Long-term care pharmacy: missed opportunities

DATE: May 3, 2017

Published by McKnight’s

One thing I’ve learned since joining this business years ago is that if you want a creative, persuasive thinker on your team, you could do a whole lot worse than Alan Rosenbloom. He’s now spending his days trying to raise the profile of the senior care pharmacist, lucky for them.

While frontliners might grapple with IMPACT Act provisions that need adhering to, for example, Rosenbloom wonders why more wasn’t done through the 2014 law. The president of the Senior Care Pharmacy Coalition, Rosenbloom says assigning medication reconciliation chores came up far short of what is needed.

“Congress missed what a crucial opportunity,” he told me. “What we really need from consultant pharmacists is medication therapy management. That’s quite different.”

If pharmacists were more permanent fixtures on more care-planning teams, providers would see their caregiving scores, and bottom lines, rise, Rosenbloom holds.
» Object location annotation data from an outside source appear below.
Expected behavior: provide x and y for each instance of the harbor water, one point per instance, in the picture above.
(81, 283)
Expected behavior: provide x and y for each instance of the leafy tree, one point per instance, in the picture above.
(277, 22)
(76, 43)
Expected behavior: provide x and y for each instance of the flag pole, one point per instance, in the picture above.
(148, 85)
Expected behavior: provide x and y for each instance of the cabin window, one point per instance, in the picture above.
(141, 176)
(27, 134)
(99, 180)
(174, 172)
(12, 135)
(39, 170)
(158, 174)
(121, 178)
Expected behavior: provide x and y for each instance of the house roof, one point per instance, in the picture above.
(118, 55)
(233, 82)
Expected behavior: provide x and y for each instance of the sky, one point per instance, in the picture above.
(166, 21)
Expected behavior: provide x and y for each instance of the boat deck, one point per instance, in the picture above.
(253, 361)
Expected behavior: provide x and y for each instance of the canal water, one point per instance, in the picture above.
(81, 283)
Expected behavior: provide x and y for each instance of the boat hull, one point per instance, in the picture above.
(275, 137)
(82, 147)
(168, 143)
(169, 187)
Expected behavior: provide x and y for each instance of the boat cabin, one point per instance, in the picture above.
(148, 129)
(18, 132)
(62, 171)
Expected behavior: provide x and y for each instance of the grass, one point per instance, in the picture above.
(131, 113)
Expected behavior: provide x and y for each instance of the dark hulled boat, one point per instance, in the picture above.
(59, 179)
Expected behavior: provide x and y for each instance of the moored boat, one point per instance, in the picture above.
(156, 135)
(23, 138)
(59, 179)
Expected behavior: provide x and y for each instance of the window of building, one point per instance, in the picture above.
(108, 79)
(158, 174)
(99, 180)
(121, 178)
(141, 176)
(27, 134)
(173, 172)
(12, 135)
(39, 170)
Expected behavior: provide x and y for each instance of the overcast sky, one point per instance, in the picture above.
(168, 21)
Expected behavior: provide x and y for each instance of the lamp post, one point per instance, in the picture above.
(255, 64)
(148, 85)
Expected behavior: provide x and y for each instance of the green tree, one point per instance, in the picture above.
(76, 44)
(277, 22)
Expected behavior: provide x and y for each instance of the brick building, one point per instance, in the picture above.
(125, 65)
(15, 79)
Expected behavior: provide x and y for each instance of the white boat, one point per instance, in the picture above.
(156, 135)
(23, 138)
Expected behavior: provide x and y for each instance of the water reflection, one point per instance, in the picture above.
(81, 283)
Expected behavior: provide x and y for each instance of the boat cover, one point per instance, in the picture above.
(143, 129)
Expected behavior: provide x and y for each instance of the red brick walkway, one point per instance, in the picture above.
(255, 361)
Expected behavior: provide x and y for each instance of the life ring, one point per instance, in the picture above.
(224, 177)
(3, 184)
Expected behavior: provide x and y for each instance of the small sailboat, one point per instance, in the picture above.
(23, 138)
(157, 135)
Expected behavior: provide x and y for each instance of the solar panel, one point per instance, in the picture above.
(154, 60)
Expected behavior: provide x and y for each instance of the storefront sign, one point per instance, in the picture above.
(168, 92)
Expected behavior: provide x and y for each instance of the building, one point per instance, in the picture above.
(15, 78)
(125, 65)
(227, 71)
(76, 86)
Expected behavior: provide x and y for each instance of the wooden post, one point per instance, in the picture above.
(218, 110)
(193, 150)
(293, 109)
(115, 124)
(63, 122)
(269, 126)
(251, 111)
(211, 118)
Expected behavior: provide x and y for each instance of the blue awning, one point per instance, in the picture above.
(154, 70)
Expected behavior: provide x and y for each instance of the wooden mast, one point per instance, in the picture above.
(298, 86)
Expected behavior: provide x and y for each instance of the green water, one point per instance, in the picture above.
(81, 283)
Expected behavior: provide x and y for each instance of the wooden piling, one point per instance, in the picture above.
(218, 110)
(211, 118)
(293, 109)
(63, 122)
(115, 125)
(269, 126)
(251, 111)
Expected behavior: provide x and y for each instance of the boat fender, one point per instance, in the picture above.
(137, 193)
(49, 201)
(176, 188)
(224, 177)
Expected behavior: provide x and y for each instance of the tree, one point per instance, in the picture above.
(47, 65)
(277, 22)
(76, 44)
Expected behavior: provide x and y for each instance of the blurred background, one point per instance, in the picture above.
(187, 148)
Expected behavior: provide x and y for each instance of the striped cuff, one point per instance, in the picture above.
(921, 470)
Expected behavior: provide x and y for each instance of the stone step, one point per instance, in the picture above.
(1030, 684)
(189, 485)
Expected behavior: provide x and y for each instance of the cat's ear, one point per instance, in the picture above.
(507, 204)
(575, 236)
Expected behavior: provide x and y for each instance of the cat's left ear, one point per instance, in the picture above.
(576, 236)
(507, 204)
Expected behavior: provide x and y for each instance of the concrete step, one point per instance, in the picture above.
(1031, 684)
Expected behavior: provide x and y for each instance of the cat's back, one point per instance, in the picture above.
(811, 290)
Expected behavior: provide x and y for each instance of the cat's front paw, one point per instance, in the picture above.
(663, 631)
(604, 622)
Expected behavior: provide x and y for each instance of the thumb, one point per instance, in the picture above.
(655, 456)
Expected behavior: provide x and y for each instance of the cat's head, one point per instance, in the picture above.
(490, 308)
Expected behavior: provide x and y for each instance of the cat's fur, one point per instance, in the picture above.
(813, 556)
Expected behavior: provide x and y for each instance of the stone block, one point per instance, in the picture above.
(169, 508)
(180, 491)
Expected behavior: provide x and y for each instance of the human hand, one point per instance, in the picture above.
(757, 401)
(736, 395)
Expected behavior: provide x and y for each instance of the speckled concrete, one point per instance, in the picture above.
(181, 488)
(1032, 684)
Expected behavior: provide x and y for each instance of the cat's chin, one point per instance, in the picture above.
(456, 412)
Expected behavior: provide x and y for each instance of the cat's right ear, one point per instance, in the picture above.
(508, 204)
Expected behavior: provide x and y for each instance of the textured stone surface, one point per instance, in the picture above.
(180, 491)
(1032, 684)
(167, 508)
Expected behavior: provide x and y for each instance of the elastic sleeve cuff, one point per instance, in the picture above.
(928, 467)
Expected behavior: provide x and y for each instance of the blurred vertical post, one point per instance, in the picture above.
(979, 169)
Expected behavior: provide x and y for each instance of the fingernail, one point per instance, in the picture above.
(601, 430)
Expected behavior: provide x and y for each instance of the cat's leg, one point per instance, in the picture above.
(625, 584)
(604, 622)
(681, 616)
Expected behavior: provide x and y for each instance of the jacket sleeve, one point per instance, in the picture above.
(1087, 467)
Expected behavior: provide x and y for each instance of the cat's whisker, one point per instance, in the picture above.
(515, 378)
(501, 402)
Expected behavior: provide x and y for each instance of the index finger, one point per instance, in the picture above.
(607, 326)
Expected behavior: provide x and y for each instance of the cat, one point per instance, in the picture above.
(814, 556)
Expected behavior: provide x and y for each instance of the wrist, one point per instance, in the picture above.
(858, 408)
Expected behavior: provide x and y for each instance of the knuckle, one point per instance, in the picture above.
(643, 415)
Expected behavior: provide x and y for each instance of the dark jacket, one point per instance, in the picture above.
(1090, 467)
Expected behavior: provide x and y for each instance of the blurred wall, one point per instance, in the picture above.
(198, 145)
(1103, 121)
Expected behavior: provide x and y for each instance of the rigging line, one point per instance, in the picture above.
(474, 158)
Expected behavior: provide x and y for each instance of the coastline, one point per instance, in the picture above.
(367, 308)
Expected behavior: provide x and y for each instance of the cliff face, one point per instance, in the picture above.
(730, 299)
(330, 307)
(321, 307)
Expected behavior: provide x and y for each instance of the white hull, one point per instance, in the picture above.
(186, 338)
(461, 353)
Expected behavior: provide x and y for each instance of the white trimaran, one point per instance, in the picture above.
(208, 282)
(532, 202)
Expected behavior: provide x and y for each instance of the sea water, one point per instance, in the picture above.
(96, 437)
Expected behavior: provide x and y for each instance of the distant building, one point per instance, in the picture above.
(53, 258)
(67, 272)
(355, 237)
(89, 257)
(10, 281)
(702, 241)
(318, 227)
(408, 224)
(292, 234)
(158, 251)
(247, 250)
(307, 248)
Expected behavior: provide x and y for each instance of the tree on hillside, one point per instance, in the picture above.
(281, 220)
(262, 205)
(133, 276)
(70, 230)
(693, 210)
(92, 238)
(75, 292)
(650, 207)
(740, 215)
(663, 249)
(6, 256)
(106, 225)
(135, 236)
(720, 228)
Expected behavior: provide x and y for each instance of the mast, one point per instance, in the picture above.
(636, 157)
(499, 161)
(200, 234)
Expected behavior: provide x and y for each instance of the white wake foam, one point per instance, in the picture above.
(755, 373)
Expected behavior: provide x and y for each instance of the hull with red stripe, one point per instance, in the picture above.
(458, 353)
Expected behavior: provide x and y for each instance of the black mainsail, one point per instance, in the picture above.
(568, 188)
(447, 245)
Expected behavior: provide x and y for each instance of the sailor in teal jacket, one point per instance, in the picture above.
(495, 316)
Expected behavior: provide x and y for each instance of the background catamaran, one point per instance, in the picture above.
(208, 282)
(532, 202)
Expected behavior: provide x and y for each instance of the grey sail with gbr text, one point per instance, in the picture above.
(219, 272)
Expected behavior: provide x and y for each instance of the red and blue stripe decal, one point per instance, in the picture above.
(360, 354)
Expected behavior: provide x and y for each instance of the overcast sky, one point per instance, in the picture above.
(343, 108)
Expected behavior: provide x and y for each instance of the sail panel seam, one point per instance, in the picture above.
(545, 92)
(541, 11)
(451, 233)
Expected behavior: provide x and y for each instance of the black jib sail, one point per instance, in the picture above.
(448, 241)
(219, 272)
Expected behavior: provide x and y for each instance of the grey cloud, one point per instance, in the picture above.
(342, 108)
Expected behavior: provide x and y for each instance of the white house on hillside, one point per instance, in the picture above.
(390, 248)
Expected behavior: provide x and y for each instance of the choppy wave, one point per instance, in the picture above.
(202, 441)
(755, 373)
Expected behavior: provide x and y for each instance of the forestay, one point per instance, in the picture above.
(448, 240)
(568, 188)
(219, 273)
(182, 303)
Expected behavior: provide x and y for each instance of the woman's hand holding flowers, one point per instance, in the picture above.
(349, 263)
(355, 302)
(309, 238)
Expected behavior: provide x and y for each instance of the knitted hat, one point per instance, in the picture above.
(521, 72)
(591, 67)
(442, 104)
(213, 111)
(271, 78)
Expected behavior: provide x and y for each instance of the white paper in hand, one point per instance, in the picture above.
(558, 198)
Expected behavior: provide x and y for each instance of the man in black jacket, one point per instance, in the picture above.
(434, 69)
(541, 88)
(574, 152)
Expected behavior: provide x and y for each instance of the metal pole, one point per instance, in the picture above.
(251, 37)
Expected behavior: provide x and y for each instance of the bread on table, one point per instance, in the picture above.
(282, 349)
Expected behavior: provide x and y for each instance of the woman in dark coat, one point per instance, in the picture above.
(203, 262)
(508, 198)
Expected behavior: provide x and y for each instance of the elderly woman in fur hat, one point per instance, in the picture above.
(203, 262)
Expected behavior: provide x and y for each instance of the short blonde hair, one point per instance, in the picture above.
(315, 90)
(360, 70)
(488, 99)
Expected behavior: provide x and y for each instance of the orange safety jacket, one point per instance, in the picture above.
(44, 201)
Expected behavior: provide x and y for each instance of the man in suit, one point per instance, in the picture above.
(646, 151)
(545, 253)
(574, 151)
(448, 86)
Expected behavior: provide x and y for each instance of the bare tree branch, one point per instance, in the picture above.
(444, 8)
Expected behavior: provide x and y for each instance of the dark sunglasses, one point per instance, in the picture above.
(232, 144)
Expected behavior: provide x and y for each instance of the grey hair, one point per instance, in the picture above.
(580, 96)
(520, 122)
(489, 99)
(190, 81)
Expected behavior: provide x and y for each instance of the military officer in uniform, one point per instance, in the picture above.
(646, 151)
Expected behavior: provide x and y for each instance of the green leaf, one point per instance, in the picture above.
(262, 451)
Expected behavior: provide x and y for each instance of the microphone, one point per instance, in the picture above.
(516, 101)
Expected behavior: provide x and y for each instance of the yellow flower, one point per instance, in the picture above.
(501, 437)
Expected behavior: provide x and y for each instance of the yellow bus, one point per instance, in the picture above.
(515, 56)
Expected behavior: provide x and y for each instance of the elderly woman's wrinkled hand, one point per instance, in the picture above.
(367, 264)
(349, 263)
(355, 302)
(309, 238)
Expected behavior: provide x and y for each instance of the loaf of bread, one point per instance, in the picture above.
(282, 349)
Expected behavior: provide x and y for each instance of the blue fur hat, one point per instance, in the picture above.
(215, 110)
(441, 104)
He goes as far as to wonder whether there’s “any actual intensive medication therapy management” being done today. Or, as he adds with an icy fork, “if pharmacy benefits managers [PBMs] are collecting money for not doing much work.” Some 86% of senior care prescriptions are placed through just three big PBMs, Rosenbloom mused.

A great test would be to have parallel demonstration projects take place, he believes. One where PBMs took the lead and another where long-term care pharmacies ran things.

“The question really is: Who does a better job of managing medication therapy — a pharmacy with consultant pharmacists or an intermediary whose primary goal is payment,” Rosenbloom said. “That’s really what we’re talking about. That’s something that should have been tested — and still could be.”

Rosenbloom and other consultant pharmacist fans, however, will not be holding their breath.

Their push for a medication management standard leads to the really big goal: proving the value of the consultant pharmacist and pharmacist — in terms of patient outcomes and Medicare dollars spent that can be uniquely tied to consultant pharmacists.”

Everyone, even Rosenbloom, says change will require long-term plans and follow-up pressure to make progress. This is especially true in an era where the “generic tsunami” has hit. Figures show that five years ago, about 65% of the meds prescribed were generic; today that number is “over 90%,” making pharmacists’ jobs all the more difficult.

Pharmacists must keep up with the changing regulatory landscape and advocate for their own rights, Rosenbloom emphasizes. It’s time to give consultant pharmacists a seat at the table, along with other care provider partners.

“We think that down the line, the concept of a long-term care pharmacy will be defined more by a patient’s characteristics than by the patient’s location,” Rosenbloom says. “That is very consistent with the IMPACT Act.”

And perhaps a path to better medication management, which in turn would lead to lower expenditures. That’s a payoff we all could live with.